Евсей поднялся со стула, зашел за спину жены, отвел в сторону теплую кисть ее руки. Мягкий локон темным завитком скрывал ямку затылка. Евсей наклонился, прикрыл глаза и приблизил губы к месту, когда-то помеченному следом от ожога. Но не коснулся. Он вдруг уловил запах табачного дыма. Это было столь неожиданно, что Евсей открыл глаза. Наталья никогда не курила. К запаху табака примешался другой, стойкий и резкий запах мускуса, сильный мужской запах. Именно в это мгновение Евсей впервые ощутил свой необъяснимый дар распознавать в запахе Образ. Затуманенный, неясный, но, главное – чужой, незнакомый, вызывающий тревогу, как предчувствие.
Наталья чуть повернула голову и боком, по-птичьи, взглянула на мужа.
В холодном овале зеркала Евсей рассматривал лицо, принадлежащее некоему существу по имени Евсей Наумович Дубровский. И чем дольше он смотрел в темные глаза, на взъерошенную шевелюру, венчавшую невысокий широкий лоб, на пухлые безвольные губы, которые некогда украшали дерзкие усы, тем стремительнее он удалялся от себя, молодого человека по имени Евсей. Он как бы перестал ощущать физическое единение зеркальной фотографии с собственным эго. Эффект от пристального созерцания своей внешности коварен, и если безмолвно и долго этим заниматься – особенно в тишине, – можно от себя отречься. Возможно, подобное ощущение происходит под воздействием самогипноза, но в том, что такой эффект присутствует, что он может привести к непредсказуемым результатам, Евсей был убежден.
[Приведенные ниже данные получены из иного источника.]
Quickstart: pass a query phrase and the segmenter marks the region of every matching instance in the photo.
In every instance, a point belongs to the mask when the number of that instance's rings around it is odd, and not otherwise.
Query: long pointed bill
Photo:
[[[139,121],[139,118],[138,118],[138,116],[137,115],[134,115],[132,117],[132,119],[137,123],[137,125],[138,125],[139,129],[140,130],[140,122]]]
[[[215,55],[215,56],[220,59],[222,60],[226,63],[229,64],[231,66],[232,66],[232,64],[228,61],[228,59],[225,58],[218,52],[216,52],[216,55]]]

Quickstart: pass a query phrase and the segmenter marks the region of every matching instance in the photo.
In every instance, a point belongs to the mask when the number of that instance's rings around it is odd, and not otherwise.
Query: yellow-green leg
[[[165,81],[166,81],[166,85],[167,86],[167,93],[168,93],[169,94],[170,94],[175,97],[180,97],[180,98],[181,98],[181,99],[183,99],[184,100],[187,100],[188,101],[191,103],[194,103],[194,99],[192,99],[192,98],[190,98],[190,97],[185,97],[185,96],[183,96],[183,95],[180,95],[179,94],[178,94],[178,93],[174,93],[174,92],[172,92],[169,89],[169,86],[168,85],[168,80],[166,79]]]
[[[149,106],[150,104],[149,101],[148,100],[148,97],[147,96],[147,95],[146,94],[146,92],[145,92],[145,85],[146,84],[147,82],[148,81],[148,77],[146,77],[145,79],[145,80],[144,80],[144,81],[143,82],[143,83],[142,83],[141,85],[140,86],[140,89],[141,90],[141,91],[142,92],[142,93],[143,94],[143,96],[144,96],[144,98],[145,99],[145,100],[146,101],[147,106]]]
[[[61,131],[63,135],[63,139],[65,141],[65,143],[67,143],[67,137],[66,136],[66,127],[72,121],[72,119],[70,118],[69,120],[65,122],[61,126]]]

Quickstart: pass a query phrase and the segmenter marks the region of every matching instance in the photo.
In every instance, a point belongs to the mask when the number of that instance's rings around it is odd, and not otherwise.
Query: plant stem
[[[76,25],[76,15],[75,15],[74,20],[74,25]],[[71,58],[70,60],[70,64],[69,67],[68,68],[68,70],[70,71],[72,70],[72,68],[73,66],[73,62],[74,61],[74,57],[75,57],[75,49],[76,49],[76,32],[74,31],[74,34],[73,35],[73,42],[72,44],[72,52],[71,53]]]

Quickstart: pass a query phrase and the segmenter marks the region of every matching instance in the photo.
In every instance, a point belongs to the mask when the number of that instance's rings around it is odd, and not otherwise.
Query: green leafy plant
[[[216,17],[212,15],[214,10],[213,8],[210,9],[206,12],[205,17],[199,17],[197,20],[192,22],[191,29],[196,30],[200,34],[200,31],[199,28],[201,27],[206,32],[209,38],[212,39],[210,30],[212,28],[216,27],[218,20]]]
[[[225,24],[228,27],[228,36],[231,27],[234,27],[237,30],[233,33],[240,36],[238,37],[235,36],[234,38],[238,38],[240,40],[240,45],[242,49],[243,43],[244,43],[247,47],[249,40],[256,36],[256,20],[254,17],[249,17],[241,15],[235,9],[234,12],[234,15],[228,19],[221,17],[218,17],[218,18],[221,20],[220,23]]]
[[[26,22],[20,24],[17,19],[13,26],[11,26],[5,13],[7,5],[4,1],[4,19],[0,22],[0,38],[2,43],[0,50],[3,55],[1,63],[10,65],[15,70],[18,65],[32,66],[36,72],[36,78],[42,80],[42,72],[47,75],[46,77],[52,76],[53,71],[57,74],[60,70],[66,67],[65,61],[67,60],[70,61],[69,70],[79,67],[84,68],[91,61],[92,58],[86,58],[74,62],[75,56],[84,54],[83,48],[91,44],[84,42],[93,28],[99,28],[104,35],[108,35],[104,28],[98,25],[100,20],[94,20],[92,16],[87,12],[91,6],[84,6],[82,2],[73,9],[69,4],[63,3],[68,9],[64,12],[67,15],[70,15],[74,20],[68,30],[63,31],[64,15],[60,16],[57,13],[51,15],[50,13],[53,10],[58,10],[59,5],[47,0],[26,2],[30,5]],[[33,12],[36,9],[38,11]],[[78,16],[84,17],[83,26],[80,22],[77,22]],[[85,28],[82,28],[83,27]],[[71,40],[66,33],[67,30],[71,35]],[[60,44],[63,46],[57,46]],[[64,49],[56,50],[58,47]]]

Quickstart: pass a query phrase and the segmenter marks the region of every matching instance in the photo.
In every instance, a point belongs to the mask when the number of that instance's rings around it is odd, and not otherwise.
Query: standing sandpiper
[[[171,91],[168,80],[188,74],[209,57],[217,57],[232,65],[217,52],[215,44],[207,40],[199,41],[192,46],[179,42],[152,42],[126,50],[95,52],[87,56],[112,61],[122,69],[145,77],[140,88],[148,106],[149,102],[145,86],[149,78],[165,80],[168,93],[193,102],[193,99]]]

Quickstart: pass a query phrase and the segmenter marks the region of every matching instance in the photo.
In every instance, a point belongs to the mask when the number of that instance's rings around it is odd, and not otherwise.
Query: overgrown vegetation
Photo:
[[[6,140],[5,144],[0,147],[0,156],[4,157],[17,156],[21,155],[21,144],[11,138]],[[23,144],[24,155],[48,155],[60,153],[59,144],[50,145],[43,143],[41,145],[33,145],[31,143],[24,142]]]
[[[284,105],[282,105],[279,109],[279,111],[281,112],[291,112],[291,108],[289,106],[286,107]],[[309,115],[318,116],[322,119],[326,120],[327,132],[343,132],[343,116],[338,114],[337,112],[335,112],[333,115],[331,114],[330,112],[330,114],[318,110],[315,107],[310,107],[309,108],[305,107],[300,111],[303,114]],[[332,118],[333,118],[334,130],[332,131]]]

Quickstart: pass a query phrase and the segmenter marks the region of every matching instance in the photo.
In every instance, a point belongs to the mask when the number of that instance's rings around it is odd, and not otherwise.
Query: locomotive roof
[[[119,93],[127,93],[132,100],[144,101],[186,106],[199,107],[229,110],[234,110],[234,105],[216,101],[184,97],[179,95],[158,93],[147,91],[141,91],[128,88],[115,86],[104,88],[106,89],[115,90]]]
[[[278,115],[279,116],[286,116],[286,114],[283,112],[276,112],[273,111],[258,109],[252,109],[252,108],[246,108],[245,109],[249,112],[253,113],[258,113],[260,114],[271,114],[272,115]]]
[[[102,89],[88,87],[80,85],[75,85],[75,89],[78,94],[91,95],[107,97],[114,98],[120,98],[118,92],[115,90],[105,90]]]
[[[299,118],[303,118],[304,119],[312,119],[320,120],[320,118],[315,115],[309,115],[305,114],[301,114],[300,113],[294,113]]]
И это пугало. Так же как и чаша ванны, что своей формой походила на белый гроб.
Самое действенное избавление от тягостных мыслей – заняться каким-нибудь делом, например, сесть на край ванны и, не глядя в зеркало, начать умываться и бриться. И лучше открыть кран, заглушить мысли шумом падающей воды.
А дел особенных не было, какие могут быть дела утром в субботу? Впрочем, утра как такового тоже не было, потому как утро предполагает переход от ночного сна к бдению, а заснуть в ту ночь Евсею не удалось: так, были какие-то короткие провалы в небытие и долгая маята на сбитой, измученной тахте в кабинете. Несколько раз слух улавливал возню в спальне с последующим стуком двери туалета и ванной комнаты – Наталья также плохо спала той ночью. Каждый раз, видя быстрые и какие-то вороватые блики света на потолке, Евсей надеялся, что Наталья заглянет в кабинет, поинтересуется, чем вызвана столь резкая перемена настроения мужа. Но щелкал выключатель, блики на потолке пропадали и скрипнувшая дверь спальни прятала за собой Наталью.
Изнуренный бессонницей Евсей несколько раз порывался прекратить мучение, вернуться в спальню, на свою кровать. Он даже поднимался с тахты, делал несколько шагов, но страх вновь почувствовать чужой мужской запах, страх перед объяснением возвращал его обратно, на скрипучую, жесткую тахту.
Странно – с одной стороны он желал, чтобы Наталья появилась в кабинете, а с другой – не хотел и боялся объяснений там, в спальне. И эта раздвоенность истязала Евсея почти физической болью.
За окном, в сизой сутеми ночи, мелькали крупные хлопья снега, словно из надорванного мешка с пухом. И откуда их прорвало, ведь вечер не обещал перемен, небо было ясным и на удивление звездным.
Сон сразил Евсея под утро. Где-то после семи, потому как он помнил, что в семь еще не спал. А сейчас цифры на зеленом экране электронных часов показывали четверть одиннадцатого. Выходит, часа три поспать ему все же удалось.
Тишина стояла стеной.
Евсей понял – он в квартире один. В кухне на столе белела записка. «Мне все надоело!»
«Тебе-то что надоело?!» – в бессильном возмущении перед несправедливостью забилось в сознании Евсея.